I would love to just pack and bugger off and never return but then she would be stuck with the other 2 and believe it or not, she would try and do the cooking etc but not be able to do it.

The kids are coming over again tomorrow so that will be fun and then on Thursday I have told her I am going to the gym. I’m not going to the gym but just going to sit on a wall somewhere and speak to the helpline. I just need to offload.

I’m going to start calling the GP to make an appointment for next week and I have written my bullet points down.

Oh and I am her son, not her daughter, lol. You are too funny.

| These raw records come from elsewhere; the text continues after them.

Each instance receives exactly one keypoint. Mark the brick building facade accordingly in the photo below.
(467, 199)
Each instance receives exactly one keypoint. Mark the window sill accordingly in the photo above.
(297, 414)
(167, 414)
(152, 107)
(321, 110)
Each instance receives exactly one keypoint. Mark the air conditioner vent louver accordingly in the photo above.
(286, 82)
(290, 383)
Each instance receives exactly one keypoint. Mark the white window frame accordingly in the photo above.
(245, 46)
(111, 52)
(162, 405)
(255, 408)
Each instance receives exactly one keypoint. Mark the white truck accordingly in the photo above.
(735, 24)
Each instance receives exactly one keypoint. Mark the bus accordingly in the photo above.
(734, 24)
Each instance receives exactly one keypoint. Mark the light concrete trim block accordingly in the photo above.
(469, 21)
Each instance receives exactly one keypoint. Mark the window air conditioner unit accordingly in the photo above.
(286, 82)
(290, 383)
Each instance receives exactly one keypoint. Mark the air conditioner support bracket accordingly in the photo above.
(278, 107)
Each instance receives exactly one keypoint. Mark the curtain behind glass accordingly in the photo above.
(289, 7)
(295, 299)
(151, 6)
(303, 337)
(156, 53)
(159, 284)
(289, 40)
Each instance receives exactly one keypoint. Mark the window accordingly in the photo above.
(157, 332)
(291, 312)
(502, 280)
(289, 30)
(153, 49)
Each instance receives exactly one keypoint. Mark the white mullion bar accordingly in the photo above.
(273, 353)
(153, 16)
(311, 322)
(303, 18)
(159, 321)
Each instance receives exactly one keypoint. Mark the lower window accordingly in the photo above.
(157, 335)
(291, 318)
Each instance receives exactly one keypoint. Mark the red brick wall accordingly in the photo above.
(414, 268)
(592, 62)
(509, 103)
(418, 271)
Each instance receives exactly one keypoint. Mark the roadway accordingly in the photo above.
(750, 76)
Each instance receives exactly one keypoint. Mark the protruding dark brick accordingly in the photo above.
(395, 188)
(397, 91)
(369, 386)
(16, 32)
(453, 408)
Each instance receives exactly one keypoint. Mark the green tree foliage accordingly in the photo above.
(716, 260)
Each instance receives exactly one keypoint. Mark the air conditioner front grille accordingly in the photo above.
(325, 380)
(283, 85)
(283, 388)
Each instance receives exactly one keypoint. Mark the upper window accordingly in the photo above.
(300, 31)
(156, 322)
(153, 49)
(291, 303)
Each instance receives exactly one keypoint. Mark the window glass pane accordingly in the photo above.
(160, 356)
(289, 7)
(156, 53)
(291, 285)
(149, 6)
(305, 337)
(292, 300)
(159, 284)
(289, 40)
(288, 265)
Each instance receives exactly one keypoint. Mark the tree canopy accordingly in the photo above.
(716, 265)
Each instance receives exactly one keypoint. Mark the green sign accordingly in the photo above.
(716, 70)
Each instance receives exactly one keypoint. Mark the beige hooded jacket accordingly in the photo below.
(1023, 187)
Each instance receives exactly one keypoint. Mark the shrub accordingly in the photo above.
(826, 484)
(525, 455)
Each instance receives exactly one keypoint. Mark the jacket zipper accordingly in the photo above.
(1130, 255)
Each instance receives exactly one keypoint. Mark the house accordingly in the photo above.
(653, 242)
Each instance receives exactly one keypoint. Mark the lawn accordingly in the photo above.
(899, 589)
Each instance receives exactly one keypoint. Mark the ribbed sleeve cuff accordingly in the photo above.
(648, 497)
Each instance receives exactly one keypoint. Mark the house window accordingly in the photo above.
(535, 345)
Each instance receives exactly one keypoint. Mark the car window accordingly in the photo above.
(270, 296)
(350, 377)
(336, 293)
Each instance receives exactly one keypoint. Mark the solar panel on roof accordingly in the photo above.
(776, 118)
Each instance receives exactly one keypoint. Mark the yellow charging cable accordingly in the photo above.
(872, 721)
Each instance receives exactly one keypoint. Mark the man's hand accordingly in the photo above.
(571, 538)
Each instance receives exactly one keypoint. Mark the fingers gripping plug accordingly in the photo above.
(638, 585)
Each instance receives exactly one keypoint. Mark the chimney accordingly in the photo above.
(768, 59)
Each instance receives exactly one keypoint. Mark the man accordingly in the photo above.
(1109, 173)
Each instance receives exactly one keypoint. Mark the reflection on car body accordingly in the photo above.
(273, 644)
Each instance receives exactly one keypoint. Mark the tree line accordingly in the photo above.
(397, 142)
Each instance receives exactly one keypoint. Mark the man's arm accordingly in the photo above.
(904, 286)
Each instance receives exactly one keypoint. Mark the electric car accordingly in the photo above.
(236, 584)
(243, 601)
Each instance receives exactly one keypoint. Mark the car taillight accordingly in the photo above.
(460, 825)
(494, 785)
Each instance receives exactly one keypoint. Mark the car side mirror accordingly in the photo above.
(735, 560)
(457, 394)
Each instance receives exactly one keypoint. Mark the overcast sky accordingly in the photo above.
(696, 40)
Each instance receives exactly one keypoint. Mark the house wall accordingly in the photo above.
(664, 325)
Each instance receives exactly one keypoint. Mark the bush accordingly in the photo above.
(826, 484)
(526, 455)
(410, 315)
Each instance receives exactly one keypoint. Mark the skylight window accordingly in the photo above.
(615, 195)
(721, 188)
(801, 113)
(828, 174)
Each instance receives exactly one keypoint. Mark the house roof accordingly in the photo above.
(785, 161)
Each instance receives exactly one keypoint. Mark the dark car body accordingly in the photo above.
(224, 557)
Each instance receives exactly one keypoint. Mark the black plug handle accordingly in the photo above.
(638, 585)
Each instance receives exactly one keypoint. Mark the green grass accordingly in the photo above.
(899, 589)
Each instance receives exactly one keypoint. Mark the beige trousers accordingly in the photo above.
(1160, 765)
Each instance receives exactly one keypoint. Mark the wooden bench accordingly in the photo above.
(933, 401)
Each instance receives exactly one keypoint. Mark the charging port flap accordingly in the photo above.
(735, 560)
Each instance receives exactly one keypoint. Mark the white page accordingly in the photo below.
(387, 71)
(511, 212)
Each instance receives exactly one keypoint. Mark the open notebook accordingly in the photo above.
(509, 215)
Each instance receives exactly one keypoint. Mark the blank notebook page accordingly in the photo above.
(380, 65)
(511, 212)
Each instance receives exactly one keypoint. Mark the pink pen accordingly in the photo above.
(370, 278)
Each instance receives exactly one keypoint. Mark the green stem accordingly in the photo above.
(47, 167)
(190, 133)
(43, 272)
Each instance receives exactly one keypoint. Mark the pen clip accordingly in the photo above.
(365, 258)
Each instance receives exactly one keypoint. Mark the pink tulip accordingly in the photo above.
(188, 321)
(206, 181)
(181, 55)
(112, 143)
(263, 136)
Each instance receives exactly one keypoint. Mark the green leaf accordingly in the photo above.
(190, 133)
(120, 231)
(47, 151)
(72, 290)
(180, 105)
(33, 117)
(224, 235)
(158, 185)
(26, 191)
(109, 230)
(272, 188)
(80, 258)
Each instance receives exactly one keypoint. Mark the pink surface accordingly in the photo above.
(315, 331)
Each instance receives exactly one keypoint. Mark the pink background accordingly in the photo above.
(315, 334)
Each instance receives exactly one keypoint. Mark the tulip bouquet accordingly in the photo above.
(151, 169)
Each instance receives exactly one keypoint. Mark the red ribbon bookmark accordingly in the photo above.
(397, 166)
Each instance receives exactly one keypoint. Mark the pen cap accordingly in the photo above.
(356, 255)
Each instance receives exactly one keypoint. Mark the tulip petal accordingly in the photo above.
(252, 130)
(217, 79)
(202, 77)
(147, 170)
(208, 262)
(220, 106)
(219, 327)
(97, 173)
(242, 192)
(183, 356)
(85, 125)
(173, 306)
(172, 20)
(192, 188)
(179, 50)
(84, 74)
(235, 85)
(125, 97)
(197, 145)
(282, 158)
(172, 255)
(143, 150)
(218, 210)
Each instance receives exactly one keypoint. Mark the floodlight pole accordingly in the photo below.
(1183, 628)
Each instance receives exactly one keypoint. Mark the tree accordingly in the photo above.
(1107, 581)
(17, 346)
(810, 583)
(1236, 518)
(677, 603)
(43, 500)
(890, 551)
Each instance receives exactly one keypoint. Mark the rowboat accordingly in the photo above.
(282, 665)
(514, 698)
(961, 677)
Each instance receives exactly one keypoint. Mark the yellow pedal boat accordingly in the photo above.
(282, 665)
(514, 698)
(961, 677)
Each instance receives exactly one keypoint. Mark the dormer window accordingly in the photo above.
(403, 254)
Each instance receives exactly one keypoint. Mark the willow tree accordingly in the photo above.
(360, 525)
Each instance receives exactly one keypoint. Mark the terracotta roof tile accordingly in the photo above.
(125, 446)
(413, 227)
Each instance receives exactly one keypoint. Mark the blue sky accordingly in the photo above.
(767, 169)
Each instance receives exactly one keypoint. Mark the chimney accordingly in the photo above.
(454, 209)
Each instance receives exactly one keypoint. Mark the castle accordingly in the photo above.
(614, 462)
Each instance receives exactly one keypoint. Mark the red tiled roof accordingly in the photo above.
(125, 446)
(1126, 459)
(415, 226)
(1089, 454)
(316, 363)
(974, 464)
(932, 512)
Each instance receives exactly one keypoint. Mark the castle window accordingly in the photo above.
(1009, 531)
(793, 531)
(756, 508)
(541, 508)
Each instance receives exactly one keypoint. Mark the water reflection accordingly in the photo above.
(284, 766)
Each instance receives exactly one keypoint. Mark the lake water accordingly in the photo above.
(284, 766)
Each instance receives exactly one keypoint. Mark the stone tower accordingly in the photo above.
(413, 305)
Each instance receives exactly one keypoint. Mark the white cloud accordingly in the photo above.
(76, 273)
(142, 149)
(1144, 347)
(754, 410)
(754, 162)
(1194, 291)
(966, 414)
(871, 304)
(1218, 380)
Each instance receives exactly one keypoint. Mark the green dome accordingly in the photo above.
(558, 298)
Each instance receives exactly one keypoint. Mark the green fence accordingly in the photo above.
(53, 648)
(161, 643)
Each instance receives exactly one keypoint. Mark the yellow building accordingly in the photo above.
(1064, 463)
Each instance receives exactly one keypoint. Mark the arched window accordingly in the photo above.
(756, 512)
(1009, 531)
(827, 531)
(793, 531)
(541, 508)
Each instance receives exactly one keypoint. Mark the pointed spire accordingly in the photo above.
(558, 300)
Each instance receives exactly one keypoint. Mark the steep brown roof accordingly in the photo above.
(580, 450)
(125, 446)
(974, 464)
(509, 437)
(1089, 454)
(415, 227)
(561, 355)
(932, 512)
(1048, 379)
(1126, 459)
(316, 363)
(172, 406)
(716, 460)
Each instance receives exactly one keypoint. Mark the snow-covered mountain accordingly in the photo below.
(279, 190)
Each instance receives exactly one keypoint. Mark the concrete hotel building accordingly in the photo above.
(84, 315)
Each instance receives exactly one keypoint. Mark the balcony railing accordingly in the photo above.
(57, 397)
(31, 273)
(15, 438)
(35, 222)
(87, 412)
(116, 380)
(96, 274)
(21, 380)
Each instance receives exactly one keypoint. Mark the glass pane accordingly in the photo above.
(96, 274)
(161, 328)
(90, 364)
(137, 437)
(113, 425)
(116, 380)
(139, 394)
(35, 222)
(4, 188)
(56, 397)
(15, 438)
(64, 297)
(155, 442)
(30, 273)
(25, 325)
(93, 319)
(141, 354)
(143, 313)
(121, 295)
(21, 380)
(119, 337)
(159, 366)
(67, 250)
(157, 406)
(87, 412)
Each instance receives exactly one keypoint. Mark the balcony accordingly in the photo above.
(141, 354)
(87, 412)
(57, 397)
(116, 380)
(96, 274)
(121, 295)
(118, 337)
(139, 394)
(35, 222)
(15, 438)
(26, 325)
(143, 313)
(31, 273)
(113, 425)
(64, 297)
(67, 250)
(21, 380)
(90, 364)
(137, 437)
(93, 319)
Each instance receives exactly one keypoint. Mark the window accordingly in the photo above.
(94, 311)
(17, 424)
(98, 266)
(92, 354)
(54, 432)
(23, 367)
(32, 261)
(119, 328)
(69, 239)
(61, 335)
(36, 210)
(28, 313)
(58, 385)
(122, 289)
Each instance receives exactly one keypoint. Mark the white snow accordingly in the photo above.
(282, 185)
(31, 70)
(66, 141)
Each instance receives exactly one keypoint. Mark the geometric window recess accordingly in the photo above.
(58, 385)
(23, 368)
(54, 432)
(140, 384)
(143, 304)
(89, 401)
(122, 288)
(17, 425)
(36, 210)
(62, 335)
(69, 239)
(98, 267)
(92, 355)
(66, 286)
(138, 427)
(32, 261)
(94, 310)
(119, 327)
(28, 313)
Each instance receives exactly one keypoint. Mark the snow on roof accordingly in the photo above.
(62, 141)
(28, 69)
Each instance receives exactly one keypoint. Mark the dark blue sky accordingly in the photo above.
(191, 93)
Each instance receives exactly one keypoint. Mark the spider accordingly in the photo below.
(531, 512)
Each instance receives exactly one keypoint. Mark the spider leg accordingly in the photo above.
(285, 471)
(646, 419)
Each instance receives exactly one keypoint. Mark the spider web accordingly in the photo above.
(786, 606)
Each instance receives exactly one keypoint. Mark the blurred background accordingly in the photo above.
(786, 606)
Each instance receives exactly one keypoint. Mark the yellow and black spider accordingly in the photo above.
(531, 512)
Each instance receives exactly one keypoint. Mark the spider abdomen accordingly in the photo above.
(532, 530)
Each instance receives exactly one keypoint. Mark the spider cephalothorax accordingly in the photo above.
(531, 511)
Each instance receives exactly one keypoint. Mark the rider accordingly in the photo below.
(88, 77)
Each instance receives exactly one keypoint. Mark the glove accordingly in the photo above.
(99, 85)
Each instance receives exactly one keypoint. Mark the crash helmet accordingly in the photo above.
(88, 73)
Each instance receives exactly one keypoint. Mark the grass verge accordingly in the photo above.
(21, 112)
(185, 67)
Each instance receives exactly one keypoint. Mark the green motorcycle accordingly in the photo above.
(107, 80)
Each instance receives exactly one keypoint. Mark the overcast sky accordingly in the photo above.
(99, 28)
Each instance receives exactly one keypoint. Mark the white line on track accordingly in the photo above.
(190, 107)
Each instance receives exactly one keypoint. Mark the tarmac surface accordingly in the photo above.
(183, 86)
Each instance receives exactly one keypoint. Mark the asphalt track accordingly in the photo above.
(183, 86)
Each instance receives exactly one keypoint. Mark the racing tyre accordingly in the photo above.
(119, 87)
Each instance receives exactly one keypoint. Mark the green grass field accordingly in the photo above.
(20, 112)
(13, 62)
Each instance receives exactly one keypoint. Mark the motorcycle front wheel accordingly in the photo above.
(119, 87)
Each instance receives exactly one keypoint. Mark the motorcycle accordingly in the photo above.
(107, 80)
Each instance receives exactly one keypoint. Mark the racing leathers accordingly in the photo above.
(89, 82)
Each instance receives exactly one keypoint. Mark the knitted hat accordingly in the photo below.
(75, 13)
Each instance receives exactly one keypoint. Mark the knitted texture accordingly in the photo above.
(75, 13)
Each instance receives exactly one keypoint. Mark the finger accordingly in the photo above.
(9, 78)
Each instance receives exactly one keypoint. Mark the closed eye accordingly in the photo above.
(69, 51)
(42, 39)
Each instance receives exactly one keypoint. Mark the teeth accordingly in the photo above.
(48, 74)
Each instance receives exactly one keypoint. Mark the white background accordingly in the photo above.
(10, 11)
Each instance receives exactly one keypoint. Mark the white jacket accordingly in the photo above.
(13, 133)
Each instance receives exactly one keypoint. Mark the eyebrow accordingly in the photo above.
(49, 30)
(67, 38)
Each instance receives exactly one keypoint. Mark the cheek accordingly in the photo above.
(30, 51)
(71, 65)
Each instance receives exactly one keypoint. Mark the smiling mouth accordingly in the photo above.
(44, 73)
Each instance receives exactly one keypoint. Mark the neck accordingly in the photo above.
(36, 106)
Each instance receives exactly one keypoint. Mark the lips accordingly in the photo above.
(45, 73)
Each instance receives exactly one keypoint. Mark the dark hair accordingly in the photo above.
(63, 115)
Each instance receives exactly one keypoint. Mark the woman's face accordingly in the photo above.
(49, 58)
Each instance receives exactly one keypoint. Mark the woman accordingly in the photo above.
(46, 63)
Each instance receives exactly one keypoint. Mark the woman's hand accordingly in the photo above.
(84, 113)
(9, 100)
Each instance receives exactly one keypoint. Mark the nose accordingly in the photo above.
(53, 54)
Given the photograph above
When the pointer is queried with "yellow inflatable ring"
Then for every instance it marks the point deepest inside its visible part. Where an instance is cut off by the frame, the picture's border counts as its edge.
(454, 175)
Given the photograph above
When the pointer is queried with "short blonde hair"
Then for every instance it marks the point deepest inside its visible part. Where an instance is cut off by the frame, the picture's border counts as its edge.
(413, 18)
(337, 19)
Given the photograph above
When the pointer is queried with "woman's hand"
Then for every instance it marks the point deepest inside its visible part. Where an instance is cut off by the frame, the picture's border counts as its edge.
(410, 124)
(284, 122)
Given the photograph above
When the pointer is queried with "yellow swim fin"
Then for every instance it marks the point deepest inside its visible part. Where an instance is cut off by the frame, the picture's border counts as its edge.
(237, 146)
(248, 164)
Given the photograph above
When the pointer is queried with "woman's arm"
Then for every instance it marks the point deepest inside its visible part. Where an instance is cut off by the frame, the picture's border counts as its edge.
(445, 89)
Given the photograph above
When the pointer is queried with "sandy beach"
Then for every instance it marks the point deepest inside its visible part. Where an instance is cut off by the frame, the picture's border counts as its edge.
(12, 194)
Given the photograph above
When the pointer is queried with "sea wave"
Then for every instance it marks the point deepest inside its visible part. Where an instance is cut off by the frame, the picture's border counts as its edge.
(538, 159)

Still not managed to get a GP appointment. They are still all booked up! Bloody joke. I got one of those certificates where you pay £30 and get prescriptions for free for 3 months but they are always bloody full up!!! What a waste of money.

Mum seems a bit cheery but brother is still in a rut. His leg is not “working” again today and he is doing the whole woe is me thing which is just depressing.

I’ve done all the cooking and cleaning and even went to the gym today.

We had a work reunion party the other day for a few colleagues who left and I went to that - did all the cooking in advance, Mum was not happy and ignored me all night but I was only out for 2 hours or so. It was good to catch up and reminded me of 10 years ago when they worked with me, when I was care free, well not care free but Dad was still alive and all I had to do was the physical caring like cooking and cleaning and hospital runs and not all the emotional stuff too! The good old days. One of the colleagues has really bad rheumatoid arthritis so it was good to swap notes with what is going on with Mum. She also said you don’t have to keep topping up the dosage of MTX and you are able to say no which we were not aware of, the consultant is VERY pushy.

I was just about managing with the caring stuff until this morning when my brother had a text saying my uncle is now on his way out. He has palliative care at home and they don’t expect him to be with us for more than a week. Mum and I are meant to be going to visit him in a bit and I am already an emotional wreck. This is one thing I cannot handle. Please send positive vibes. I need them.